Startup targets COPD flare-up with new technology

Stephen Rennard, MD

Stephen Rennard, MD

A startup company built on an innovative collaboration between UNO's world-renowned biomechanics department and UNMC's Stephen Rennard, MD, recently closed a seed investment round worth 3 million Israeli shekels, equal to about $965,000.

Led by Israeli investment group eHealth Ventures, the seed round will finance additional development and clinical trials for the startup RespirAI Medical.

"The funds will help us to achieve some key development and clinical milestones," RespirAI CEO Nimrod Bin-Nun said. "The main one is a multi-sites clinical trial that will get us ready for a regulatory trial."

The core technology is believed to be the first device that can accurately detect the earliest signs of what is known as a "COPD exacerbation." It will likely take another year or more before the device is available to the public.

COPD, short for chronic obstructive pulmonary disease, is a condition that slowly destroys a patient's lungs, eventually forcing them to live in constant breathlessness.

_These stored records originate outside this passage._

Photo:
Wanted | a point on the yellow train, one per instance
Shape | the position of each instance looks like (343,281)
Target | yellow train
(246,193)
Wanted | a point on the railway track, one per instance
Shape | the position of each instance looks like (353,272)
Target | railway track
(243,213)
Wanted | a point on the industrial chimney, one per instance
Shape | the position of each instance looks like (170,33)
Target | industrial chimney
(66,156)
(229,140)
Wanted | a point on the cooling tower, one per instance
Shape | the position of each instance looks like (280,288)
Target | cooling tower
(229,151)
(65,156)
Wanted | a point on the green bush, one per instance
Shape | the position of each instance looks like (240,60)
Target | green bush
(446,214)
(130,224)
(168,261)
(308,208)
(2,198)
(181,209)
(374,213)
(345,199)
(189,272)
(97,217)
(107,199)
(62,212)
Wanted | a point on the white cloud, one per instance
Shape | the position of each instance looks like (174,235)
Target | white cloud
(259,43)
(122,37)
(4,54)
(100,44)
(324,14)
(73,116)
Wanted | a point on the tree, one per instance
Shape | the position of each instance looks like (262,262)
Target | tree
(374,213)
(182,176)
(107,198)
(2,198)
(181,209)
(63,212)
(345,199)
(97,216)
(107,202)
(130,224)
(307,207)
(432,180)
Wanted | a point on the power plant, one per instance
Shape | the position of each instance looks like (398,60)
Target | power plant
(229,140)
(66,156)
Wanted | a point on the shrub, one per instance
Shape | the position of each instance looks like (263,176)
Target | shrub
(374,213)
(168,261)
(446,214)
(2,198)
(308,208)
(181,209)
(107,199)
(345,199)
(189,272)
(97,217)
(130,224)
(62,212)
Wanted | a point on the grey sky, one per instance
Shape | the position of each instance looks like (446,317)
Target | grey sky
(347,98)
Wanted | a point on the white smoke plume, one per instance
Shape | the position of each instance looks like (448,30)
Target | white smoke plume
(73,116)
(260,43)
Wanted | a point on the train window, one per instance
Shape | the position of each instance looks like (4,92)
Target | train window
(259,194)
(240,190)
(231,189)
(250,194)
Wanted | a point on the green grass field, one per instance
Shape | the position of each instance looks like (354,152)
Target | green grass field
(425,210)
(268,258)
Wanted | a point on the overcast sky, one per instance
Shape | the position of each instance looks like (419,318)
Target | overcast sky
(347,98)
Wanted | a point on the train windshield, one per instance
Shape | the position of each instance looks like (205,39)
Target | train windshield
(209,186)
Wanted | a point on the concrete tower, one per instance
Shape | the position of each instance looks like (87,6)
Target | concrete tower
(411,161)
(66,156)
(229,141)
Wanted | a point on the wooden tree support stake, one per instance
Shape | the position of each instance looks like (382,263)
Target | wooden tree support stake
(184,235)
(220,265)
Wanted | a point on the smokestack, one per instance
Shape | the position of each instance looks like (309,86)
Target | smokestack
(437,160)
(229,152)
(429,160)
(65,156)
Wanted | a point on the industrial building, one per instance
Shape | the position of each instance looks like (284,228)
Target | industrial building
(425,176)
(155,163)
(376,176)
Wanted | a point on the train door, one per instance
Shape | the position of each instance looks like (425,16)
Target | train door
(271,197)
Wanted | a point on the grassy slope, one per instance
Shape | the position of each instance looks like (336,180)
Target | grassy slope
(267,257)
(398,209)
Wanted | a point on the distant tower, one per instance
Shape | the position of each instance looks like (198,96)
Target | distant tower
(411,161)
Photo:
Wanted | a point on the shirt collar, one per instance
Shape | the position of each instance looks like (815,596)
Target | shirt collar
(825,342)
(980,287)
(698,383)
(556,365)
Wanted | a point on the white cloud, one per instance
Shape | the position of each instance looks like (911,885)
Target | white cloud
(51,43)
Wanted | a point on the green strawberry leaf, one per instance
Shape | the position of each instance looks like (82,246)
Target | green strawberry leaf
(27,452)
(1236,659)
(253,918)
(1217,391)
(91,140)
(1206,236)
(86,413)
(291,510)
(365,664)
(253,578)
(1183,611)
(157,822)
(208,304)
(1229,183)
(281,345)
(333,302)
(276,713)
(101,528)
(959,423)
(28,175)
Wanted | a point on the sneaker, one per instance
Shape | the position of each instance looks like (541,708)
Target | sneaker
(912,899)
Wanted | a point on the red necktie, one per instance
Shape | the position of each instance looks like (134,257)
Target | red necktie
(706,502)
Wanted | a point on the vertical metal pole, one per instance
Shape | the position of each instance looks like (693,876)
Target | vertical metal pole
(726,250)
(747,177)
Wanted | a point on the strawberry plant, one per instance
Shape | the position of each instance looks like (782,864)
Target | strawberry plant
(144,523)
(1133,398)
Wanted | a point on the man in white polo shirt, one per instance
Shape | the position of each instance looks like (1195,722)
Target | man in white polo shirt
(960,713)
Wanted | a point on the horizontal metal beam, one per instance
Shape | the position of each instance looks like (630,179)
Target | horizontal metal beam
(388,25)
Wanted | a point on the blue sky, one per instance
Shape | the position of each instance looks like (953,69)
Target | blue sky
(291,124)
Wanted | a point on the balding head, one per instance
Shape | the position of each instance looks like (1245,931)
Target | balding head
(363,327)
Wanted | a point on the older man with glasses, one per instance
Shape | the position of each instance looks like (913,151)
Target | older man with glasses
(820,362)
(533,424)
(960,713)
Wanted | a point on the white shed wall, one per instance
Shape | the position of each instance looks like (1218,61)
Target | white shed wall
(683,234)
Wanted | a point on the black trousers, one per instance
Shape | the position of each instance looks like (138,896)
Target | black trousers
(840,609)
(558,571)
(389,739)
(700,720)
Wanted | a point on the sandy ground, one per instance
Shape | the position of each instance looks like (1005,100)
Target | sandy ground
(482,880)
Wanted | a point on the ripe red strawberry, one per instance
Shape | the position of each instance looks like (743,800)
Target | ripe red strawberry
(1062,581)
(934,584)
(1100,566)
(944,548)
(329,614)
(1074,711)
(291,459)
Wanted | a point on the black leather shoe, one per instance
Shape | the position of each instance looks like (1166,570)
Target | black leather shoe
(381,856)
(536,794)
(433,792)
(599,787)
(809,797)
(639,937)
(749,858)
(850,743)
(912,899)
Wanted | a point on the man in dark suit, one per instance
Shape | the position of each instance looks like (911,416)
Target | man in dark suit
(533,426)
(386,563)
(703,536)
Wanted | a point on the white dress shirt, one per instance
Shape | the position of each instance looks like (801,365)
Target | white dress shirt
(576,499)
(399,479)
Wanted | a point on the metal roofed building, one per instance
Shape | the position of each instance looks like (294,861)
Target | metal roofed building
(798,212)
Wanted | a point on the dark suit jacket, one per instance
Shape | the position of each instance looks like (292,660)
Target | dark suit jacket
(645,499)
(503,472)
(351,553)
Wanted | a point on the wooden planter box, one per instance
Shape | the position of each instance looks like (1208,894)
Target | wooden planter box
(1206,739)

On occasion, COPD symptoms suddenly can get much worse, in a potentially fatal flare-up called an exacerbation. Exacerbations often only are treatable in intensive care units, and a patient's best chance at survival can rely on how quickly they can get to a hospital.

The root cause of exacerbations remains a mystery, but RespirAI's wearable device could provide COPD sufferers some advance warning that an exacerbation may be imminent.

The device measures the relationship between the rhythms of a patient's pulse rate and their breathing and walking patterns. A subtle, measurable change in those patterns helps determine the likelihood of an exacerbation.

RespirAI was initially created through an intellectual property license deal brokered by UNeMed, the technology transfer and commercialization office for UNMC and the University of Nebraska at Omaha. The original invention was a collaboration between Dr. Rennard and former UNO biomechanics researcher Jennifer Yentes, PhD.

UNeTech Institute, the University of Nebraska's startup incubator in Omaha, played crucial role as well, funding a successful national study with an early prototype.